Isn’t this exactly how these emergency phone chargers work? Except with a voltage boost circuit instead of using a million batteries in series?
I am not a fan of his “battery holder”. Maybe he could wrap some cloth tape around it?
IMHO good, fresh nickel cadmium batteries are best for this because of their low internal resistance. I heard of a guy charging C size NiCads by holding one cell in his hand, bridging it across 12V from a car battery and pulling it off when it got warm. Thats fast charging for you.
His car battery was right on the verge of having enough juice to start the car, so half an amp-hour of charge, or 1% of his car battery’s capacity, was enough to make the difference.
Don’t expect this to work for you.
They’re going to “look past” his what?
I am glad he did the math on the amps. I was starting to look for it already. So 100 packs in parallel of 10 AA in series might start a smallish car on their own. But the wiring might become an insurmountable problem and it still ain’t no 350 cold cranks which would be necessary for a 6-banger in a Wisconsin winter. Nor would 10 AA’s in series perform so well in cold weather.
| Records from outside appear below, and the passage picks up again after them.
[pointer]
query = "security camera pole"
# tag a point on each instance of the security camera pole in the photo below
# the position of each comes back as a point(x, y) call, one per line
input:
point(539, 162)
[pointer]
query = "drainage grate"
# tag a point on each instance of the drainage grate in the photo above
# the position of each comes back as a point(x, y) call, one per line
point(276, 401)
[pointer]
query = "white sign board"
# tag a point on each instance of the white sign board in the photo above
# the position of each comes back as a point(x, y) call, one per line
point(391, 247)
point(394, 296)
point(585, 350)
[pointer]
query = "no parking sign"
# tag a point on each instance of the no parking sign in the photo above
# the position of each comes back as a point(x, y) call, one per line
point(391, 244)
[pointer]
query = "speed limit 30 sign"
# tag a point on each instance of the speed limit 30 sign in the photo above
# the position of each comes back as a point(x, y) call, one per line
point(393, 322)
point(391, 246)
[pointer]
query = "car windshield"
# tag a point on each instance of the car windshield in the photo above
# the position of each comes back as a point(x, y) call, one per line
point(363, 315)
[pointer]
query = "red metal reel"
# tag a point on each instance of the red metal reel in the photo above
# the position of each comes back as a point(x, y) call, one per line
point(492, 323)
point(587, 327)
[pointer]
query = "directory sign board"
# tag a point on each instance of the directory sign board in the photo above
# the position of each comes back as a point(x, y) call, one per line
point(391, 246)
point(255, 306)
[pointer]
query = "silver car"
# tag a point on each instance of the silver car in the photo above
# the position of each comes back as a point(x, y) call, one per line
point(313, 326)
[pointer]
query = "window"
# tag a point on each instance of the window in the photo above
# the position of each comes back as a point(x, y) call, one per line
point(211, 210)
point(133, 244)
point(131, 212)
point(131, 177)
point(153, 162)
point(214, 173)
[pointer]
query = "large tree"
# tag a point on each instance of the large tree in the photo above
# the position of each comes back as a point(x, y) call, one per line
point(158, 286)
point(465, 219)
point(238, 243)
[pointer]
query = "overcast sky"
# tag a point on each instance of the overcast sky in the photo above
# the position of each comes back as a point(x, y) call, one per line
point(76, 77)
Interesting but not as funny as when a friend of mine popped the hood on his '72 Toyota 4-banger pickup to reveal a mishmash of garden hose, twine, wire, rubber band, pot lid, water jug and duck tape fixes that had me guffawing all over his front lawn.
Let’s see, risk setting my car on fire, or just pull out my AAA card. I’ll go with curtain number two.
I love that the batteries weren’t supposed to catch fire. Seems like something I’d accidentally do.
Running the numbers, I’m pretty sure 100AAs in parallel x 10 in series really would deliver 350A, if the Wikipedia figure of 150 mOhm internal resistance is accurate. That’s about 5V drop; on 10 batteries in series so 15V nominal, that’s 10V left over. 10V at 350A is enough to deliver P-L-E-N-T-Y of power to the starter motor. It might not start a giant diesel on a Mack truck but I doubt the car battery he’s comparing with will either.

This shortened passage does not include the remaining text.